Smiling in Slow Motion

Smiling in Slow Motion

Journals, 1991–1994

Summary

'The life-affirming expression of an artist engaged in living to the full' The Times

Smiling in Slow Motion is Derek Jarman's last journal, stretching from May 1991 until a fortnight before his death in February 1994. Jarman writes with his trademark humour and candour about friends and enemies, as he races through his final years of film-making, gardening and radical political protest.

Written from Jarman's Charing Cross Road flat, his famed garden at Dungeness, and finally from his bed in St Bartholomew's Hospital, Jarman meditates on his own deteriorating health and the loss of his contemporaries. Yet Smiling in Slow Motion is not simply a chronicle of illness and regret: it is, at its heart, one of endeavour, determination and pride.

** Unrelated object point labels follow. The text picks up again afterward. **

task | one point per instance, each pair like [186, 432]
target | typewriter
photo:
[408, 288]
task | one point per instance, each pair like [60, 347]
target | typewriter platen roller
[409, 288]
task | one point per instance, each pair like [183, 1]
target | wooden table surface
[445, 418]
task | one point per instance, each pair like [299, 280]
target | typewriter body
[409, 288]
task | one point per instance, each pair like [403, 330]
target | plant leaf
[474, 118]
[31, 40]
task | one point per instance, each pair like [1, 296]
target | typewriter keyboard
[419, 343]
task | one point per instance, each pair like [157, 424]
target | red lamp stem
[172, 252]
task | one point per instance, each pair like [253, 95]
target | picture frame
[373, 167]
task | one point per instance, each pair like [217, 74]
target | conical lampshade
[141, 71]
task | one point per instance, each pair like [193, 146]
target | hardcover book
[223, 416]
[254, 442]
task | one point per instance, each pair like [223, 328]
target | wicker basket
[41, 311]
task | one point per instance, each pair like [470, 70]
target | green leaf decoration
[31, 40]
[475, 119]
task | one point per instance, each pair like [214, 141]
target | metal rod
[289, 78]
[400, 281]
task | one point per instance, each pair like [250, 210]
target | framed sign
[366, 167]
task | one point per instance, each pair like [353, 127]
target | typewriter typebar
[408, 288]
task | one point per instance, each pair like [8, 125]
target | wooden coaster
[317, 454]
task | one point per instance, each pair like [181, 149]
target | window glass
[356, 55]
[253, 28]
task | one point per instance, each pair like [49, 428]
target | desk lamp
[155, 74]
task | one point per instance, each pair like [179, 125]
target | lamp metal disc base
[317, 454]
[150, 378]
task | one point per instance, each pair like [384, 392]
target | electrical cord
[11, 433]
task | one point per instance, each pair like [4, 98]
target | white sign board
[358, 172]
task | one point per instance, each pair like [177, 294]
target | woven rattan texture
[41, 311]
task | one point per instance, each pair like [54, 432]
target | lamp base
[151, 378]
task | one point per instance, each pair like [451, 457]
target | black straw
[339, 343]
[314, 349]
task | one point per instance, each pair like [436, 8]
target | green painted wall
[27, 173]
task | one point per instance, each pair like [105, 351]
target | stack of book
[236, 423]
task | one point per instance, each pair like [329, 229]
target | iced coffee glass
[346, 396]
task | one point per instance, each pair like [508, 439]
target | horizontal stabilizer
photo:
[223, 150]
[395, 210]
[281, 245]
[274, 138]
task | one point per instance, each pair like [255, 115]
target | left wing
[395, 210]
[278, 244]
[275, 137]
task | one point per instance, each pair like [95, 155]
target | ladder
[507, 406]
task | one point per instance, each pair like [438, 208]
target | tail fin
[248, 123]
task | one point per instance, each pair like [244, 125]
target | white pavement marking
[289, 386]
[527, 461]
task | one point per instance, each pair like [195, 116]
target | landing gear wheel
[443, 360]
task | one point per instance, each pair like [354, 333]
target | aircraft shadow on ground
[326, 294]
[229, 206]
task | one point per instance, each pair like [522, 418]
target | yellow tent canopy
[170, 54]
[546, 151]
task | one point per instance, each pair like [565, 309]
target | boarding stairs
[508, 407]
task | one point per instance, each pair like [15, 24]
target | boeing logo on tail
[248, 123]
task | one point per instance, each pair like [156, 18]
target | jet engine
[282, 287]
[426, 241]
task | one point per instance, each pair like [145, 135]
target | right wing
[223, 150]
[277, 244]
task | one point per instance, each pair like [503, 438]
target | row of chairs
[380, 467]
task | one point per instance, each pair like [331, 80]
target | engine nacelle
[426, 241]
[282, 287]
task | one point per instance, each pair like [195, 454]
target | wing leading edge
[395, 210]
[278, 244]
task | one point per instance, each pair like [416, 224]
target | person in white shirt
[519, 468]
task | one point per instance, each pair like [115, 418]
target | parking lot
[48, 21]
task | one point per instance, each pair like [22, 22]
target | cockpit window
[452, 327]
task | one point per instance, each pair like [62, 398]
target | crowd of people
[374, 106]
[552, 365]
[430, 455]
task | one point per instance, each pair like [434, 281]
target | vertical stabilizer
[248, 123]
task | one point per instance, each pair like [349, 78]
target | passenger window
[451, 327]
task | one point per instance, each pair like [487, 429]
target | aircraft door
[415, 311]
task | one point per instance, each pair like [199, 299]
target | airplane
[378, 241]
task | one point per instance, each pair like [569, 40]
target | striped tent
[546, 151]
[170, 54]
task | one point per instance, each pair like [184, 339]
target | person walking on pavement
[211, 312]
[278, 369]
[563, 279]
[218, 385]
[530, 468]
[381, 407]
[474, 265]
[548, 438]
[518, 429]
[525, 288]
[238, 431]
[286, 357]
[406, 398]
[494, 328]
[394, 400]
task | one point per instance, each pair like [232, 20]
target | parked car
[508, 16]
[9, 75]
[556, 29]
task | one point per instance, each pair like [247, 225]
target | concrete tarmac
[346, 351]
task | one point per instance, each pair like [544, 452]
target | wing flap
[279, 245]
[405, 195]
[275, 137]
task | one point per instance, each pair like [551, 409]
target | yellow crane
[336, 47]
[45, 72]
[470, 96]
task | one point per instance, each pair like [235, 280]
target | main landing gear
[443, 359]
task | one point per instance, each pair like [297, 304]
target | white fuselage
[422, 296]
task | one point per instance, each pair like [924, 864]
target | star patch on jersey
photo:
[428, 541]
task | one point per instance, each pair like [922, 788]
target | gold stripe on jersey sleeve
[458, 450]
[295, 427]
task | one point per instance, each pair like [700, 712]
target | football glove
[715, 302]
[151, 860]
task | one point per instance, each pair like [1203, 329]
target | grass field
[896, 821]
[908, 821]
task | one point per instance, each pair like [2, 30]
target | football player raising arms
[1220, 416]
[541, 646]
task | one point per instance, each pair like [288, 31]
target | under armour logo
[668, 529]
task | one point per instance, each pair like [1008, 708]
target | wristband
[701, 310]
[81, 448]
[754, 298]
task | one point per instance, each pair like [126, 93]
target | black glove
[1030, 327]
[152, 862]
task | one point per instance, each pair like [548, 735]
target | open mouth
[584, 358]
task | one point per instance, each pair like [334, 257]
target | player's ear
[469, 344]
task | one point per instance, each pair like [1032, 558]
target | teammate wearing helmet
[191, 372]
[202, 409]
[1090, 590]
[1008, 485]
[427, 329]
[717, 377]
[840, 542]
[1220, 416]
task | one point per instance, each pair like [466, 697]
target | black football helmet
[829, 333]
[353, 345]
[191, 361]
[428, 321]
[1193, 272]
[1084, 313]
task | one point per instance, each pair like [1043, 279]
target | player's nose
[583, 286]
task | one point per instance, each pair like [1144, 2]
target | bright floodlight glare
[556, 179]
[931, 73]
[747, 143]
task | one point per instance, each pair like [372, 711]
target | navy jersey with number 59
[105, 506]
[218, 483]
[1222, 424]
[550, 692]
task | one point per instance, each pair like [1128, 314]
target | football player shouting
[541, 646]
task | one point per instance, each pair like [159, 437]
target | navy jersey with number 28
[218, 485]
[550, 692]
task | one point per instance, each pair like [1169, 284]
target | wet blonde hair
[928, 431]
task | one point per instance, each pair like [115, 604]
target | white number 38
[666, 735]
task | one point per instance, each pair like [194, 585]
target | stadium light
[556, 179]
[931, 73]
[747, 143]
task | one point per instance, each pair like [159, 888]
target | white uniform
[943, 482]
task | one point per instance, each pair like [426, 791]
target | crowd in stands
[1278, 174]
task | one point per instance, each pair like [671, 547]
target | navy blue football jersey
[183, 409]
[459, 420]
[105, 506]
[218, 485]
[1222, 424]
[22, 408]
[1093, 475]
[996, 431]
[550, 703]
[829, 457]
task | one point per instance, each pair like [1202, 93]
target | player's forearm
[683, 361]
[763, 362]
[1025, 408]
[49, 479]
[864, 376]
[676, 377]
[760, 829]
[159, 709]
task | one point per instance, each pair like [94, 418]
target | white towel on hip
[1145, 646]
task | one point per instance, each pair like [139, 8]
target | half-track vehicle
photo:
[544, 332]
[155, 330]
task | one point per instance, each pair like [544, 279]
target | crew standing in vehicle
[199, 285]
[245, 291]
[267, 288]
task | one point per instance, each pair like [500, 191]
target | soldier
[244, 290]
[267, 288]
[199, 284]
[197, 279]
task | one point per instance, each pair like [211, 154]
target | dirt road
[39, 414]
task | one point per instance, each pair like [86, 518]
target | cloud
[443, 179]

WITH AN INTRODUCTION BY NEIL BARTLETT

Reviews

  • Gossipy, candid, funny, and, as Jarman’s illness takes hold, powerfully moving
    Choice Magazine

About the author

Derek Jarman

Derek Jarman was born in London in 1942. His career spanned decades and genres, from painter, theatre designer, director, film maker, to poet, writer, campaigner and gardener. His features include Sebastiane (1976), Jubilee (1978), Caravaggio (1986), The Last of England (1987), Edward II (1991) and Blue (1993). His paintings – for which he was a Turner Prize nominee in 1986 – continue to be exhibited worldwide, and his garden in Dungeness remains a site of pilgrimage to fans and newcomers alike.